The search began to find a pharmaceutical company to make the product commercially, which led to Mr Corely looking overseas and teaming up with a company in Italy.
He explained that his end of the work is labour intensive, caring for the snails and extracting the mucin through harvesting three times a year, with an average mature snail producing just one gramme of mucin a year.
A snail naturally secretes slime or mucin through movement, to stick onto surfaces and to heal themselves.
To extract the mucin, Mr Corley takes 20,000 snails and places them onto a large stainless steel moving grid made out of steel and mesh.
During this process, the snails begin to try stick onto the mesh as it moves, in a motion that sees the snails rocked back and forward.
With that, the mucin falls down into a container below, which Mr Corley then collects after he has returned the snails to the farm.
“No one in the UK or Ireland has gone down this route, so I’m paddling my own canoe, but people are hearing about us through word of mouth and I’m starting to get approached by pharmacies about stocking the products,” he explained.
“There is a trend to move back to nature and my product is from a natural source, that seems to be hitting the right note”.
He said the development of his products have been consumer-led, and he is trying to service the needs of people who have found that nothing else out there has worked for them yet.
Future expansion
Enterprise Ireland said that the Irish beauty and cosmetic industry continues to have strong sales internationally.
For the Gardiner Family Apothecary, 57% of sales last year were exports.
Ms Gardiner said that being involved with Enterprise Ireland and attending trade shows helped bring the business to an international stage, identifying fast growing markets outside of Europe.

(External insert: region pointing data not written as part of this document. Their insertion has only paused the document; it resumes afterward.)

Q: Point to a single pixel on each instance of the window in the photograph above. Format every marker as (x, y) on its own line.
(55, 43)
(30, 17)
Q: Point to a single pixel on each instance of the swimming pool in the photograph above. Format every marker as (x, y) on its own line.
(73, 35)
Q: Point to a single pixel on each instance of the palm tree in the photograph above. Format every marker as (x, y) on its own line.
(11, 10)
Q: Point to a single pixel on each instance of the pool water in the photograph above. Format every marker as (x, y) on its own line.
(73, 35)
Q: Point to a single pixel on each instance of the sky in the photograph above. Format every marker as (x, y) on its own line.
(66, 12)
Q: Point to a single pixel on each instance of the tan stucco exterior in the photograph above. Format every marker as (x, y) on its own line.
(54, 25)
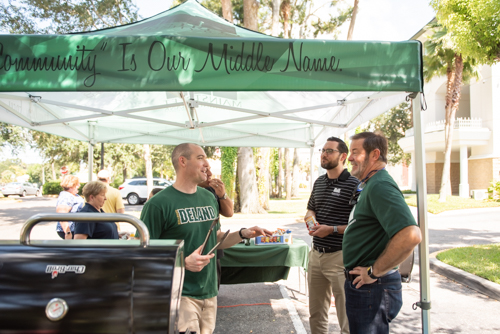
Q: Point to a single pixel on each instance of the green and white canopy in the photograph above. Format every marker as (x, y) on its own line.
(188, 75)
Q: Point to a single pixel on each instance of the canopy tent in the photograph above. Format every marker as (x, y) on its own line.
(186, 75)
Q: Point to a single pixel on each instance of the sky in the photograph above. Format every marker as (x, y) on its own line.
(389, 20)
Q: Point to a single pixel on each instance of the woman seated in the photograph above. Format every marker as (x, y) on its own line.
(95, 195)
(68, 201)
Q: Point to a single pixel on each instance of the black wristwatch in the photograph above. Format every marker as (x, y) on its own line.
(241, 235)
(370, 273)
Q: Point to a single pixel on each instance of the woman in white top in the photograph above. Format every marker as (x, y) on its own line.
(68, 201)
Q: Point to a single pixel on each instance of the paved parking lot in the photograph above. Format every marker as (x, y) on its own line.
(280, 308)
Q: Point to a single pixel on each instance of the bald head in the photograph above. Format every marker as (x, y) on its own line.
(182, 150)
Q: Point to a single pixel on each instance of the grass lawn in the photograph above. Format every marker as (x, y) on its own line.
(452, 203)
(482, 261)
(281, 208)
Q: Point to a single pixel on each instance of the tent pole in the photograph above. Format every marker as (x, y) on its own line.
(102, 156)
(423, 248)
(90, 161)
(91, 149)
(311, 154)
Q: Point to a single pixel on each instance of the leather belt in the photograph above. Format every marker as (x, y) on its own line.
(351, 277)
(327, 249)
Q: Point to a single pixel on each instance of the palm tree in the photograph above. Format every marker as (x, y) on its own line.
(441, 59)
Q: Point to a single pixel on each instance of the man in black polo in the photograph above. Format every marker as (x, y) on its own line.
(329, 204)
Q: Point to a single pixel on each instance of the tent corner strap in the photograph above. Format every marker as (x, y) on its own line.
(412, 95)
(422, 305)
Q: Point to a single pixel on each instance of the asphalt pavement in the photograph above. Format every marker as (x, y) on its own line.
(281, 307)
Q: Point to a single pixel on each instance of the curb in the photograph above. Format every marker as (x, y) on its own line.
(474, 282)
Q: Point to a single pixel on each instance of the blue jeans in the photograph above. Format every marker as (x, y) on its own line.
(372, 307)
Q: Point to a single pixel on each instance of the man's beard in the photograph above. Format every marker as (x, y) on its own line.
(361, 169)
(330, 164)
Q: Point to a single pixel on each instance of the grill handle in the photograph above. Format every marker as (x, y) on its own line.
(84, 217)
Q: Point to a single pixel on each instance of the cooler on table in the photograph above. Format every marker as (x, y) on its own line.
(90, 286)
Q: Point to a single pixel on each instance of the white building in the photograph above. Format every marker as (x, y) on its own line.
(475, 157)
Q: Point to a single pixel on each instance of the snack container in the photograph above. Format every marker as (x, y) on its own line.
(310, 222)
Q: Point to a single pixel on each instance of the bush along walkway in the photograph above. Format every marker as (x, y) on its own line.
(479, 284)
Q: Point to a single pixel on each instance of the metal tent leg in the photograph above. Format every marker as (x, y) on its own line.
(423, 248)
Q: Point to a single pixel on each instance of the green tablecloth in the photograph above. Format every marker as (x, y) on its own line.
(255, 264)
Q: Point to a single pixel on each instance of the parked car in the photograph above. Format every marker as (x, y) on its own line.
(19, 188)
(136, 190)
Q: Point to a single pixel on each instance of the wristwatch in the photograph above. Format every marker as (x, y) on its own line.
(370, 273)
(241, 235)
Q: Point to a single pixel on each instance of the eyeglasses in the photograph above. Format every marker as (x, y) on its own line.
(328, 151)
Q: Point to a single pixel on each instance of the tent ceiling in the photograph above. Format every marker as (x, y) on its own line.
(188, 75)
(259, 119)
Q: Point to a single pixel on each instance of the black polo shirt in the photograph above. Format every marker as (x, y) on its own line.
(330, 201)
(100, 230)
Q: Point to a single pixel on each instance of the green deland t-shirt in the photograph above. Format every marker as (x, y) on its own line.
(380, 213)
(172, 214)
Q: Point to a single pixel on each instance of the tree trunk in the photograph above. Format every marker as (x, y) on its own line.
(249, 197)
(227, 10)
(288, 173)
(149, 167)
(53, 171)
(263, 181)
(454, 83)
(353, 20)
(236, 202)
(280, 173)
(285, 14)
(250, 14)
(275, 29)
(295, 174)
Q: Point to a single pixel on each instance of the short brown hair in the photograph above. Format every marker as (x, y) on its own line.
(69, 181)
(372, 141)
(181, 150)
(93, 188)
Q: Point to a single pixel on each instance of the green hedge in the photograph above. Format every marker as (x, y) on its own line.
(54, 188)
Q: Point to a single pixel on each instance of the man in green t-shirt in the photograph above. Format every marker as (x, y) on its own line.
(186, 211)
(380, 235)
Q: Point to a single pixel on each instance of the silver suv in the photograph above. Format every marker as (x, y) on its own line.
(136, 190)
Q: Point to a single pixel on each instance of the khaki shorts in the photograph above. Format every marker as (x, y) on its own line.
(198, 315)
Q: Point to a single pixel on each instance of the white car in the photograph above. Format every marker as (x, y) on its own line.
(136, 190)
(20, 188)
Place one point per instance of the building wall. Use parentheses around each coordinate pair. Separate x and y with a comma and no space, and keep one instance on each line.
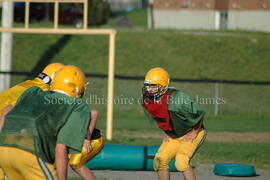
(249,20)
(184,4)
(184,19)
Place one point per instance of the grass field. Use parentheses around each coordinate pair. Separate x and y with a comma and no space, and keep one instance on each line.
(194,54)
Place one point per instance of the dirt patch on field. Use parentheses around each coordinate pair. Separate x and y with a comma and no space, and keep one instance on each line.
(216,136)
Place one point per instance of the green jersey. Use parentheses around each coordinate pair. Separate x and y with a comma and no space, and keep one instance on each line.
(41,119)
(183,114)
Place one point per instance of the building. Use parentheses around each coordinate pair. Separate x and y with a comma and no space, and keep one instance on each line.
(251,15)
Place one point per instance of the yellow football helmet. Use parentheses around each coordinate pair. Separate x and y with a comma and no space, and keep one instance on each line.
(156,83)
(70,80)
(51,69)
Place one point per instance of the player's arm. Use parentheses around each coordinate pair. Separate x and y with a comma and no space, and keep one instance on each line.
(61,161)
(5,111)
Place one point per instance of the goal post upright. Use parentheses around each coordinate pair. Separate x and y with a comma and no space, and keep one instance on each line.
(84,30)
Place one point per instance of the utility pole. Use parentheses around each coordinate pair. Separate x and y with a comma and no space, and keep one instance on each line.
(6,45)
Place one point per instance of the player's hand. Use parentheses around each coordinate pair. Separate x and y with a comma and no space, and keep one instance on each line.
(166,138)
(190,136)
(87,145)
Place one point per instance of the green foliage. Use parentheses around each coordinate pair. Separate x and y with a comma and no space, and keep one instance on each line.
(99,11)
(256,154)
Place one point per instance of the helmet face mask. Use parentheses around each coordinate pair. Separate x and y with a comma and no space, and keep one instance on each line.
(153,91)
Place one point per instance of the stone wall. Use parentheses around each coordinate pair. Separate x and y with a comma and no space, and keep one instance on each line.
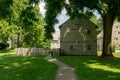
(78,37)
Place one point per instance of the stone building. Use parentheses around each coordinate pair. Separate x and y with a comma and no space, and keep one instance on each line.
(78,37)
(115,37)
(55,43)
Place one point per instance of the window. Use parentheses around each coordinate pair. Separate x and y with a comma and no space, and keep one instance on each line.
(89,47)
(88,31)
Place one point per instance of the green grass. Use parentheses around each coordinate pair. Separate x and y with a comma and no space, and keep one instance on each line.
(94,68)
(14,67)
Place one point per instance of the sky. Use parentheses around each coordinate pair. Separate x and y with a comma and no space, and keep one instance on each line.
(62,17)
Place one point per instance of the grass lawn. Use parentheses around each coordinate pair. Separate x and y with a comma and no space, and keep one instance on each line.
(14,67)
(94,68)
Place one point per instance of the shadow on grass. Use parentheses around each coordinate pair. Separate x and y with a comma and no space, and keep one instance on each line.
(6,51)
(93,68)
(25,68)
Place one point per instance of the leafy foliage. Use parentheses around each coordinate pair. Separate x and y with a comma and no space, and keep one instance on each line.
(24,24)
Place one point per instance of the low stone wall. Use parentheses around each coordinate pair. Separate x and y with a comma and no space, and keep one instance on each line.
(30,51)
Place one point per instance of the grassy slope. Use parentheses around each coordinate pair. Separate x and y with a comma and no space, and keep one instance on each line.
(25,68)
(94,68)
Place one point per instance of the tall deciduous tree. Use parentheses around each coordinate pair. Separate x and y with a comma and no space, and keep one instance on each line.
(24,20)
(108,9)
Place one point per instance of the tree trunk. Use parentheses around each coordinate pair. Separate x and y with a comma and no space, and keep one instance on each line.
(107,36)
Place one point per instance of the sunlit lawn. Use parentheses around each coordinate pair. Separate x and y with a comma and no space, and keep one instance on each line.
(13,67)
(94,68)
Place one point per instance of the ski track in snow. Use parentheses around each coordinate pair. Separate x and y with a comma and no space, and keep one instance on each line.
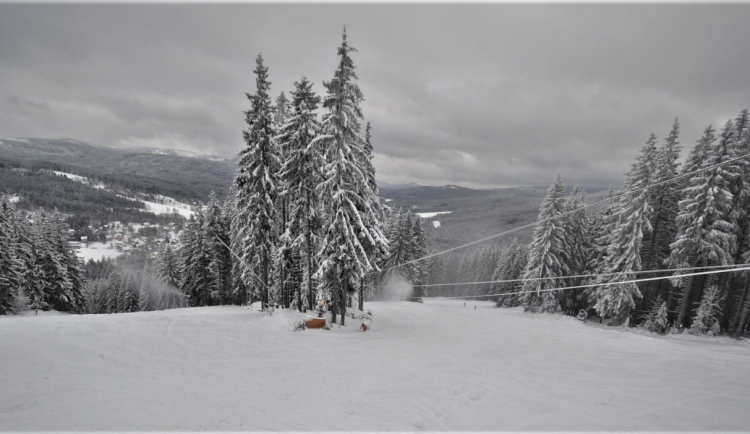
(437,366)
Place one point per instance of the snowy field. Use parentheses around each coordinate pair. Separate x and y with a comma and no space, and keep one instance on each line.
(96,251)
(435,367)
(427,215)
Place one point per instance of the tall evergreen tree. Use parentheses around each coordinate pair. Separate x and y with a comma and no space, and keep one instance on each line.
(167,267)
(302,172)
(614,300)
(353,230)
(664,202)
(705,237)
(548,253)
(11,278)
(257,184)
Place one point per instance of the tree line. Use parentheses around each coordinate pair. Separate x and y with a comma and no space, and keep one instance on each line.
(39,268)
(700,220)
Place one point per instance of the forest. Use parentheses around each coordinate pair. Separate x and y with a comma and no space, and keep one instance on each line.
(303,222)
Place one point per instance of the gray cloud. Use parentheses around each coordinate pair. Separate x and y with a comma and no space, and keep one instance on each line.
(478,95)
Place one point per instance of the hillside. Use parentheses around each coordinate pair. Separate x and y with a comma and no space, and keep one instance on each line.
(473,213)
(146,170)
(437,366)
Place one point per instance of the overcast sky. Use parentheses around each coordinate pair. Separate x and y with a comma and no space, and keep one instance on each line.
(479,95)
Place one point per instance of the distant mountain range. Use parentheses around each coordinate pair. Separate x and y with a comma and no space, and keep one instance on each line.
(153,171)
(190,177)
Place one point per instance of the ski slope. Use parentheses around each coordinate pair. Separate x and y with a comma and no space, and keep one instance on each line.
(438,366)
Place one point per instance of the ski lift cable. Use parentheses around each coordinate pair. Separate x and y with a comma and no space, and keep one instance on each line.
(648,279)
(532,224)
(585,275)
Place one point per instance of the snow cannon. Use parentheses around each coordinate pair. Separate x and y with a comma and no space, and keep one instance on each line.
(316,323)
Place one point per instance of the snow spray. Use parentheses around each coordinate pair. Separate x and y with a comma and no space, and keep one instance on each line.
(396,288)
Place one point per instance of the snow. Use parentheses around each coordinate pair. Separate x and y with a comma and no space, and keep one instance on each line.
(437,366)
(97,252)
(427,215)
(160,208)
(71,176)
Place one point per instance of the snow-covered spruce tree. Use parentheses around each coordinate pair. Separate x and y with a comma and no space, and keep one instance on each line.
(420,251)
(577,232)
(11,269)
(257,186)
(239,268)
(167,267)
(614,300)
(281,110)
(353,230)
(706,319)
(72,264)
(369,167)
(52,264)
(195,272)
(302,172)
(401,249)
(664,200)
(602,227)
(511,267)
(216,237)
(548,253)
(704,237)
(741,193)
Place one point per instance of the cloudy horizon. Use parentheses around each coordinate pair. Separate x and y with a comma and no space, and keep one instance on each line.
(487,95)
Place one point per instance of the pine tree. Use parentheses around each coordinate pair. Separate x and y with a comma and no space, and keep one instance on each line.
(548,253)
(578,238)
(353,230)
(741,195)
(664,202)
(216,237)
(419,251)
(257,185)
(369,167)
(11,278)
(301,173)
(706,315)
(704,236)
(167,267)
(615,299)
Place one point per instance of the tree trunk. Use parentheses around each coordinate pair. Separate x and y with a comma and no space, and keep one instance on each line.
(334,294)
(743,314)
(264,289)
(738,313)
(362,295)
(342,297)
(686,296)
(308,242)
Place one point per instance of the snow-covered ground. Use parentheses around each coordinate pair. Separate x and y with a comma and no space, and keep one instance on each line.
(427,215)
(439,366)
(97,251)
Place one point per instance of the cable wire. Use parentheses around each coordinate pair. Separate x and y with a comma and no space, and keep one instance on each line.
(613,197)
(708,267)
(594,284)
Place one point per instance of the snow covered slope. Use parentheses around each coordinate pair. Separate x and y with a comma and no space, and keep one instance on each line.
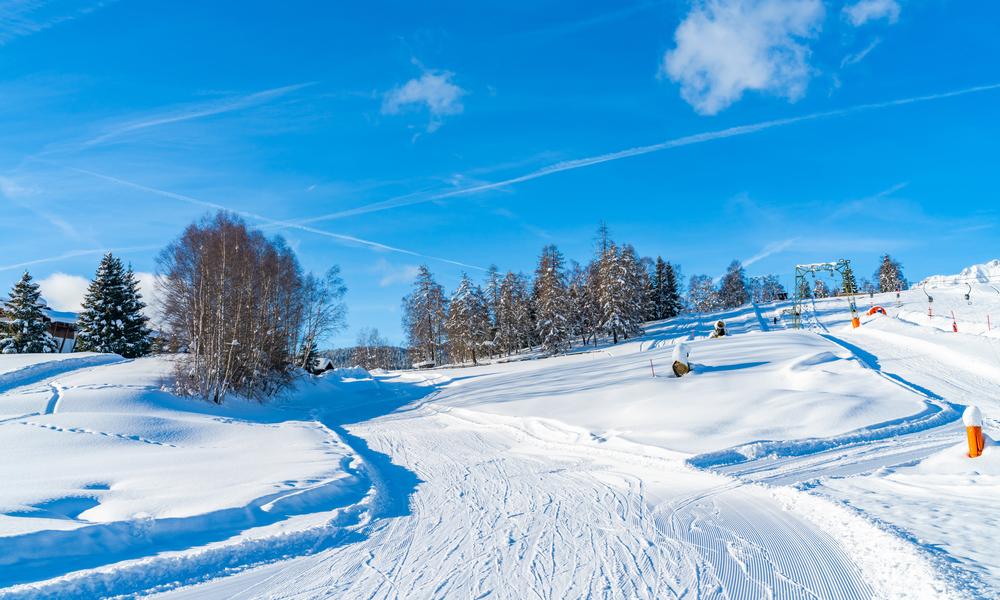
(788,464)
(102,467)
(988,272)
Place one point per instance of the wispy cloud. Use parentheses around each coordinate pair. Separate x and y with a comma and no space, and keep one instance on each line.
(864,11)
(21,18)
(699,138)
(75,254)
(855,58)
(768,250)
(199,111)
(343,238)
(19,195)
(727,47)
(390,274)
(575,26)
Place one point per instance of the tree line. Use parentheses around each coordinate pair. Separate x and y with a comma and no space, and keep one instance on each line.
(611,296)
(239,308)
(111,318)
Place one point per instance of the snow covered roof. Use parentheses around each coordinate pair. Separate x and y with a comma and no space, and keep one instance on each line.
(322,363)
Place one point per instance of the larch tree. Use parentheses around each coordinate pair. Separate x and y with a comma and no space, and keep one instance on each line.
(514,314)
(702,295)
(820,289)
(848,282)
(890,275)
(733,287)
(672,303)
(323,312)
(425,312)
(491,293)
(23,326)
(552,307)
(468,323)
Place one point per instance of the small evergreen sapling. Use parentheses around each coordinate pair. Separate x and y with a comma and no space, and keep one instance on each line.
(25,330)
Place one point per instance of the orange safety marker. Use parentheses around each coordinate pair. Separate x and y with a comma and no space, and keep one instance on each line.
(681,367)
(973,420)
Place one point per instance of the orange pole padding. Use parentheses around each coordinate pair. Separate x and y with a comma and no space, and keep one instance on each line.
(976,442)
(973,420)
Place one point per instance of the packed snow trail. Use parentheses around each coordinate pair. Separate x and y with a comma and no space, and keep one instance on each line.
(514,512)
(518,507)
(565,477)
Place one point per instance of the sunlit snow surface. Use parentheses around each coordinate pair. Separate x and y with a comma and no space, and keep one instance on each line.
(823,463)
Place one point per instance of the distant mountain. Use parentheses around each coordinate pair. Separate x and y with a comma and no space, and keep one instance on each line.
(988,272)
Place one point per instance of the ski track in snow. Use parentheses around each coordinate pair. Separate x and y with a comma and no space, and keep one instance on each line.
(469,504)
(508,512)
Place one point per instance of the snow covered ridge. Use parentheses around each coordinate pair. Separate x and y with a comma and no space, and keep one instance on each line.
(988,272)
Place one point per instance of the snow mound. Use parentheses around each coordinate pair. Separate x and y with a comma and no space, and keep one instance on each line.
(988,272)
(347,373)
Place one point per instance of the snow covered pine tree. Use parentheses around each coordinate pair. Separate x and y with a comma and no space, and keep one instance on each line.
(468,322)
(551,301)
(112,319)
(424,317)
(23,329)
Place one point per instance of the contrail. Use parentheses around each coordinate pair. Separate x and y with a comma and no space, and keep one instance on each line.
(198,112)
(337,236)
(689,140)
(74,254)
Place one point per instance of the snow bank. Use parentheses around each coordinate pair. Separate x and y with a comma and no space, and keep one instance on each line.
(131,470)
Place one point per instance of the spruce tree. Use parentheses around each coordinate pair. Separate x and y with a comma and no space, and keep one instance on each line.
(849,283)
(425,312)
(552,324)
(491,294)
(672,304)
(660,289)
(24,329)
(111,319)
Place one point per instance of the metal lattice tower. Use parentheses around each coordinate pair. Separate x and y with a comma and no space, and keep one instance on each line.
(801,271)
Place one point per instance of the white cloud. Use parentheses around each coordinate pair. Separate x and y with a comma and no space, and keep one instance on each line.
(871,10)
(433,90)
(20,18)
(726,47)
(394,274)
(64,292)
(147,287)
(853,59)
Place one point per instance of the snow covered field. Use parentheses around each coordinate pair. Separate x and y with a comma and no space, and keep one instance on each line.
(823,463)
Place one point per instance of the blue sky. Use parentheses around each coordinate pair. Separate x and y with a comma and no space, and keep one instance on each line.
(378,136)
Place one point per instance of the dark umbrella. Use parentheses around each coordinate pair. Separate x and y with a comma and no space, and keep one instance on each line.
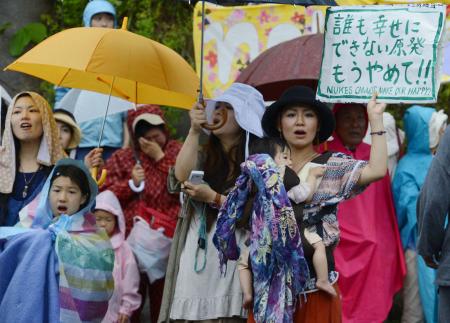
(237,2)
(294,62)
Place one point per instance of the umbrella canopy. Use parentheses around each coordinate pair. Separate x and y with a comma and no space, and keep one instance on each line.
(294,62)
(88,105)
(139,70)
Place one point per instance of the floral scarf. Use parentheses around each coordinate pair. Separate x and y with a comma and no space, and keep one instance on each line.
(276,255)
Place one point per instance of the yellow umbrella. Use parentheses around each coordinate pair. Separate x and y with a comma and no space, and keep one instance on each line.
(369,2)
(112,61)
(139,69)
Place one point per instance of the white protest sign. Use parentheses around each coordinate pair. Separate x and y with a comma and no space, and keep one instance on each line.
(393,50)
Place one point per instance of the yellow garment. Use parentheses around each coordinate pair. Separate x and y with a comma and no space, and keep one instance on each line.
(50,150)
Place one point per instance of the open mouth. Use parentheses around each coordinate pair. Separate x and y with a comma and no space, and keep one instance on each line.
(25,126)
(300,133)
(62,209)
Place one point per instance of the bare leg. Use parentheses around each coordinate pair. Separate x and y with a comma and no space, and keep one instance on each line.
(245,277)
(321,267)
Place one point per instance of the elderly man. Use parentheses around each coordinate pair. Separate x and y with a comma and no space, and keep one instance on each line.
(369,251)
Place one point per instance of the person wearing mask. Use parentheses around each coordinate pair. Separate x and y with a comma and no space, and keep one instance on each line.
(424,128)
(30,147)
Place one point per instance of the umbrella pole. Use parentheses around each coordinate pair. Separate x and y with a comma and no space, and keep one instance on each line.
(94,170)
(200,98)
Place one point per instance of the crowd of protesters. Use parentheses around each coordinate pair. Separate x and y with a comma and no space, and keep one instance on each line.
(304,213)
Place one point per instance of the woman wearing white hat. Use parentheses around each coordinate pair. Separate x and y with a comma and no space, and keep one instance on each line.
(194,288)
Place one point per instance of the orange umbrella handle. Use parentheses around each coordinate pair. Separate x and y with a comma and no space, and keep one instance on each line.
(102,179)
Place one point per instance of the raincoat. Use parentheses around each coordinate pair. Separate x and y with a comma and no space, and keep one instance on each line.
(408,180)
(85,256)
(370,250)
(126,298)
(11,180)
(155,201)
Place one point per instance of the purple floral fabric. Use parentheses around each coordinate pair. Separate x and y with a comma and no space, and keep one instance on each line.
(276,256)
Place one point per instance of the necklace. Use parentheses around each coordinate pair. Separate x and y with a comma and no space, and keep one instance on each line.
(27,183)
(305,161)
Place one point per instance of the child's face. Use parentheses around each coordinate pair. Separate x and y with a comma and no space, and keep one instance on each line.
(65,134)
(106,221)
(65,196)
(282,158)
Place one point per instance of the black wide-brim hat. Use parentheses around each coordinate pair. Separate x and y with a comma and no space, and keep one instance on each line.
(298,95)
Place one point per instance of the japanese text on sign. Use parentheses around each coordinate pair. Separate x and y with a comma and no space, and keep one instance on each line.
(394,51)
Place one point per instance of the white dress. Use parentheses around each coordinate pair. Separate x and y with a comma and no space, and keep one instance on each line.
(208,294)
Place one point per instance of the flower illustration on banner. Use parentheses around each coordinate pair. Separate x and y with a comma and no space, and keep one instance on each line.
(264,17)
(211,58)
(237,15)
(298,18)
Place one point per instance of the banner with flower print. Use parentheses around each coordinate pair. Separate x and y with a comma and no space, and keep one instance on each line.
(234,36)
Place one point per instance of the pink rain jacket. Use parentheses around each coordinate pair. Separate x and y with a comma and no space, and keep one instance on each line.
(126,298)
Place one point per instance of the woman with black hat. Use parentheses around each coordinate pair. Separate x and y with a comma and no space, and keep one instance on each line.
(304,122)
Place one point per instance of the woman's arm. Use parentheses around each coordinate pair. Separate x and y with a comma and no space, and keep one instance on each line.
(377,166)
(187,158)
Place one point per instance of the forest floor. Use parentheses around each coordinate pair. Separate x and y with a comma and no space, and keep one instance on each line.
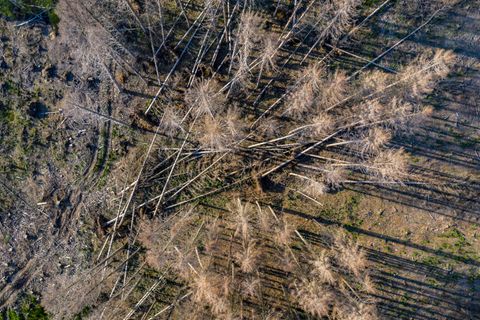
(423,239)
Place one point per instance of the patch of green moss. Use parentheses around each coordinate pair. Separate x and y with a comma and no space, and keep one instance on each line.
(30,309)
(24,9)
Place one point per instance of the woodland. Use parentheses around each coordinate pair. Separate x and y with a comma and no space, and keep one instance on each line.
(239,159)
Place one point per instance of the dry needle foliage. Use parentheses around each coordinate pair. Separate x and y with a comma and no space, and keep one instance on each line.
(227,269)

“Ecommerce is a global market and you have to adapt and service it. The key to internationalising is finding good distributors,” she said.
“Being an Irish business, you have to act bigger than you are and invest heavily in the brand and formulation. You spend a lot of time adapting to trends that a smaller more agile company can achieve faster. People tend to trust a smaller brand and that benefits us compared to bigger pharmaceutical companies.
“It’s about stripping back skincare. That’s how we compete, with safe sensitive skincare that relieves peoples’ conditions”.
The companies said that a key part of this is proving your brand can be trusted.
Ms Uí Chathmhaoil said that investing in digital marketing was part of this.
“Marketing has been a challenge for the entire journey, as we will never have the same advertising budget as bigger companies,” she explained.
“There have been similar small businesses who have opened up and had to close as the challenge became too much but we have learned how to face those challenges head on and try work around them by adapting.
“You have to be willing to change to meet the needs of the fast moving beauty trends”.